Celesti, F.; Celesti, A.; Galletta, A.; Fazio, M.; Villari, M.

doi:10.1109/ISCC47284.2019.8969697

The study of DNA sequences has become indis-pensable for basic biological research, and in numerous applied fields such as comparative genomics, evolutionary biology, pan genomics, genetics of disease, regulation of gene expression, oncology and many others, all supported by bioinformatics. In the era of Cloud computing, federating the Cloud systems of different genetics research organisations paves the way towards a new era of data sharing and new mashup services and applications. However, due to the huge amount of genomics data (genomics Big Data) that have to be managed, a parallel distributed NoSQL DataBase Management System (DBMS) approach becomes fundamental.
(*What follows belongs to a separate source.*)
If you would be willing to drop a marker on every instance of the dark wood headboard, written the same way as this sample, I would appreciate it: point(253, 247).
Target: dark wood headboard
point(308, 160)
Specifically, due to the textual nature of genomics data, a NoSQL DBMS appears to be the most suitable solution. In this paper, by considering the whole human genome, we present a preliminary study comparing this latter using MongoDB with a SQL-like database solution, i.e., MySQL in order to look for DNA sequences. Moreover, in order to optimize the research of genomics codes, we adopt hash functions that allow mapping nucleotides sequences of arbitrary size onto data of a fixed smaller size. Experiments, shows that MongoDB apart simplifying the management of genomics data provides better performances.